Vision & Sensors | Deep Learning
A Wrong Vision of Efficiency
Our obsession with efficiency is killing our effectiveness in deep learning machine vision.

Image Source: simonkr / E+ / Getty Images Plus
I happen to be a coffee fanatic. Not a coffee snob by any means; I just want as much of the cheap stuff as I can get! When I’m tired? Coffee. Need some inspiration? Coffee. Time for a break? How about coffee and then keep it moving?!
Engineers solve problems for a living; where there’s a will there’s a way! I have found this “Can Do” attitude finds a great friend and ally in the frenetic boost that the liquid gold provides. No need for sleep, just pour another cup and keep it moving!
However, eventually I find that my work pace has slowed to that of a snail, even while my heart pumps at the pace of a jackrabbit tailed by a fox. My thinking becomes fuzzy and I have to read and re-read everything. Alas, maybe a little sleep will help…
Why is it that I regularly return to this same song and dance, resisting the need for sleep until my work greatly suffers? Well, my desire for efficiency, to get as much done as quickly as possible, blinds me to what I truly need to be effective. By stopping, resting, and “not getting anything done”, I end up far more prepared to perform good work. And it just so happens that I perform that good work very efficiently when well rested.
I have seen a very similar thing happen when applying deep learning machine vision to industry. “We want to keep product moving, no down-time!” “The quickest way is the best way.” You see, in our efforts to implement machine vision, and especially deep learning machine vision, we have misunderstood the keys to success, and have suffered the consequence of sub-par inspections. And we have done this unaware of our predicament at all: Our obsession with efficiency is killing our effectiveness with deep learning machine vision.
When is deep learning used in machine vision?
Before we revisit my thesis, what exactly is deep learning and why would we use it in machine vision? For years, we have been able to produce successful machine vision systems utilizing what we now refer to as rule-based machine vision. We want to measure the distance between two edges on a part, so we light the object in a way that provides maximum contrast to allow us to perform the measurement. Through rule-based programming, like edge-finding tools and measurement tools, we can then compute the distance and pass or fail the part accordingly. Traditional rule-based machine vision can be incredibly accurate and efficient. However, there are many tasks it simply is not suited for.
The easiest way to understand deep learning is to consider inspection tasks that humans are uniquely good at. For example, if I held a pen behind a notepad, leaving only the end of the pen in sight, you would still be able to recognize the object as a pen. Why is that so? Well, because in your lifetime, you have seen thousands of different pens, viewing them at different angles and distances, and you therefore are pretty confident in your understanding of what a pen looks like. In fact, you would know it was a pen without hesitation and may even be bothered that I had asked you such a pointless question! To try to do this same thing using rule-based machine vision however, would be a nightmare at best and impossible at worst. How could we possibly create enough rules to identify the object as a pen? What if the pen is 50% concealed? Eighty percent concealed? Ninety-five percent concealed? What if I grab a pen of a different shape? Take off the cap? Use a different color pen? Even moving the pen further away from the camera substantially increases the difficulty for our rule-based system.

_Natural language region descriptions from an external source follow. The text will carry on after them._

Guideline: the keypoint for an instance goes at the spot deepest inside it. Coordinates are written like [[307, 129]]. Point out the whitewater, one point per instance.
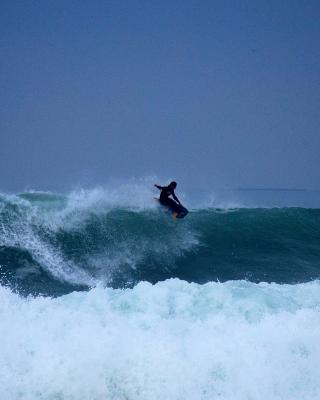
[[104, 296]]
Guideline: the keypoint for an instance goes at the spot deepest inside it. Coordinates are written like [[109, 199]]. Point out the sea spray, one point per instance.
[[232, 340]]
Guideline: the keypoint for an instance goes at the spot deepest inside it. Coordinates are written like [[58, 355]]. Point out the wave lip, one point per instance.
[[172, 340]]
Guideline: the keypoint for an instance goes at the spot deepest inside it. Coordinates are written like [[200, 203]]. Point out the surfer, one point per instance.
[[178, 211]]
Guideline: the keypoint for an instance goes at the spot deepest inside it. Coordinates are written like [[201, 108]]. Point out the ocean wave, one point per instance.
[[173, 340], [54, 244]]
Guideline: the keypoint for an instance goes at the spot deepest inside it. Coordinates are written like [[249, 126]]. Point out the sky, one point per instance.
[[208, 93]]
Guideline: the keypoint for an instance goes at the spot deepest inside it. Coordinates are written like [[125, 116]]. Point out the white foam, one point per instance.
[[171, 341]]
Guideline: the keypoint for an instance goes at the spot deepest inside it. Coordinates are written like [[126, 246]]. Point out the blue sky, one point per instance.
[[209, 93]]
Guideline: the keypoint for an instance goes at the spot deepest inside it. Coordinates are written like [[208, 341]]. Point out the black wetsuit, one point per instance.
[[167, 191]]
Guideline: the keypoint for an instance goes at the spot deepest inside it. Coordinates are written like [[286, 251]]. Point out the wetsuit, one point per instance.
[[167, 191]]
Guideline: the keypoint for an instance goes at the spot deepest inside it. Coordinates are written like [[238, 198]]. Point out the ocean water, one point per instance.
[[105, 296]]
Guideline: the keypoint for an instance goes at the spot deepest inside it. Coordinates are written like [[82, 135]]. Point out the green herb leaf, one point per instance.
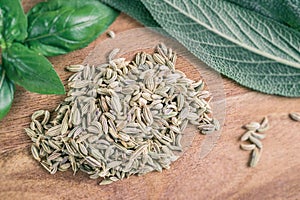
[[251, 49], [30, 70], [7, 90], [283, 11], [58, 27], [14, 22], [135, 9]]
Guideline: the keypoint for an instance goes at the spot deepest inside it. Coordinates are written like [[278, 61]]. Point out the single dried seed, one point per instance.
[[248, 147], [256, 141], [255, 157]]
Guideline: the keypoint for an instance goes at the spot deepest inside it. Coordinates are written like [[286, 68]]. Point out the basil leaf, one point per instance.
[[251, 49], [30, 70], [7, 90], [14, 22], [2, 43], [283, 11], [64, 27]]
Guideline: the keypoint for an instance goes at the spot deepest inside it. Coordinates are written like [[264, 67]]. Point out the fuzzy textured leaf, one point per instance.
[[58, 27], [7, 90], [135, 9], [30, 70], [13, 21], [283, 11], [251, 49]]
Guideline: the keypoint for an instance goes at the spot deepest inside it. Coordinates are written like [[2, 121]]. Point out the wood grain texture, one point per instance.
[[223, 174]]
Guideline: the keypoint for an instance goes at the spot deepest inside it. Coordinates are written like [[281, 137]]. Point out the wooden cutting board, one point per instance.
[[222, 174]]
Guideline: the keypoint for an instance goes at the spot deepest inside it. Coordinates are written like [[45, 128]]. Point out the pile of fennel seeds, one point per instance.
[[121, 118]]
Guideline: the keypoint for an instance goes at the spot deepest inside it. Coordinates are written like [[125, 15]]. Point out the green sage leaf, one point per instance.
[[135, 9], [58, 27], [283, 11], [251, 49], [14, 22], [30, 70], [7, 90]]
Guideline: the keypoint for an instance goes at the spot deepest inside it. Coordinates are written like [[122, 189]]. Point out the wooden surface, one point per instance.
[[223, 174]]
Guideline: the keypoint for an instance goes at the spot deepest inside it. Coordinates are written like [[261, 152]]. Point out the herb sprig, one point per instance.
[[50, 28]]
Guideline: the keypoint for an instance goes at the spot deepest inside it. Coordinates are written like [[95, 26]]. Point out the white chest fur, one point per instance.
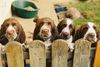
[[70, 44]]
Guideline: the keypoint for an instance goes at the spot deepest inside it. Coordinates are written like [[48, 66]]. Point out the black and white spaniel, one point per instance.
[[11, 30], [87, 31], [45, 30], [66, 30]]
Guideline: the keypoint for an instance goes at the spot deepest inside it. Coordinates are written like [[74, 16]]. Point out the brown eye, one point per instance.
[[14, 24], [49, 23], [7, 25], [94, 27], [70, 26], [85, 28]]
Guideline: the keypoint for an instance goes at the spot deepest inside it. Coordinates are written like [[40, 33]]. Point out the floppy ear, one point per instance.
[[77, 35], [36, 31], [98, 35], [36, 19], [54, 33], [3, 29], [74, 29], [21, 35], [59, 27]]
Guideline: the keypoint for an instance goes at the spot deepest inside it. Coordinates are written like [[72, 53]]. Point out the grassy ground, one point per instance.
[[90, 10]]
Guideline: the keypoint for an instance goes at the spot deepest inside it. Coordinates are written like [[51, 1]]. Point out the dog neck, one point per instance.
[[47, 43]]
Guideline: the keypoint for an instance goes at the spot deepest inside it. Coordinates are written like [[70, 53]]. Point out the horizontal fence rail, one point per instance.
[[59, 54]]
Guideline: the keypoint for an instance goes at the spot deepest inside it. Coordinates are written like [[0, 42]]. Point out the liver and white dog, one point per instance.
[[45, 30], [66, 30], [11, 30], [87, 31]]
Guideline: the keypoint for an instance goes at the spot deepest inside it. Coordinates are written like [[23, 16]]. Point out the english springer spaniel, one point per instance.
[[87, 31], [45, 30], [66, 30], [11, 30]]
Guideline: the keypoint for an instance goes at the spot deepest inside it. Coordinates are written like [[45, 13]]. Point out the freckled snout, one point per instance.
[[65, 35]]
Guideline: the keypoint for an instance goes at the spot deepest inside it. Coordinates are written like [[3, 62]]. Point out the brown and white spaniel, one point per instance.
[[87, 31], [45, 30], [66, 30], [11, 30]]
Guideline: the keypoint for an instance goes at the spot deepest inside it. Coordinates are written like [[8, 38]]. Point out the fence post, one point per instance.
[[37, 54], [82, 53], [59, 53], [97, 56], [1, 65], [14, 54]]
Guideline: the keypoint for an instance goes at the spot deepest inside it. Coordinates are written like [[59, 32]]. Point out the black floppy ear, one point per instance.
[[36, 19]]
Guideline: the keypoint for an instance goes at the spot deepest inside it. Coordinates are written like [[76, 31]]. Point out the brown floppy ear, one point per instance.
[[3, 29], [74, 30], [36, 19], [21, 35]]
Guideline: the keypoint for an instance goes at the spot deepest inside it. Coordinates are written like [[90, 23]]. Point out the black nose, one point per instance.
[[45, 31], [65, 35]]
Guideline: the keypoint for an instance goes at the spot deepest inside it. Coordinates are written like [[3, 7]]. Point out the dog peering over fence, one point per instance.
[[37, 54]]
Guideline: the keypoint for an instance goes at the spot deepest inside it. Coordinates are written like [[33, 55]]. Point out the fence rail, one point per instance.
[[37, 54]]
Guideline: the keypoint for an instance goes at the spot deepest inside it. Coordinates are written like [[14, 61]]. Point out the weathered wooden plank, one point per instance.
[[59, 53], [97, 56], [37, 54], [14, 54], [82, 53]]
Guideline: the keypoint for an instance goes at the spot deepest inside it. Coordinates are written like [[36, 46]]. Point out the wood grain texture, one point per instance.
[[82, 53], [37, 54], [14, 54], [1, 65], [97, 56], [59, 53]]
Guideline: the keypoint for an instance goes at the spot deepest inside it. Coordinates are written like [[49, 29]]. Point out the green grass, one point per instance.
[[92, 9]]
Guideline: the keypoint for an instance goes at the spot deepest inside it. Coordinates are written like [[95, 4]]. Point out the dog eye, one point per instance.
[[7, 25], [64, 25], [85, 28], [14, 24], [49, 23]]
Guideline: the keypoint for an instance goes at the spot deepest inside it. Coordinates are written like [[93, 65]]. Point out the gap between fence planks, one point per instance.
[[82, 53], [59, 53], [1, 65], [37, 54], [14, 54], [97, 56]]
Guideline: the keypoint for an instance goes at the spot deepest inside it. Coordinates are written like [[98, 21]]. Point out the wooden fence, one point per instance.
[[37, 54]]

With deep learning, however, we “teach” the deep learning model what a pen looks like, much like we may teach another human being what a pen looks like. We do this through giving our model multiple examples of anything we want the model to consider a pen. If we want our model to identify black pens, blue pens, and red pens, we include examples of each. If we want to identify pens that are close to the camera and pens that are far from the camera, we include examples of both.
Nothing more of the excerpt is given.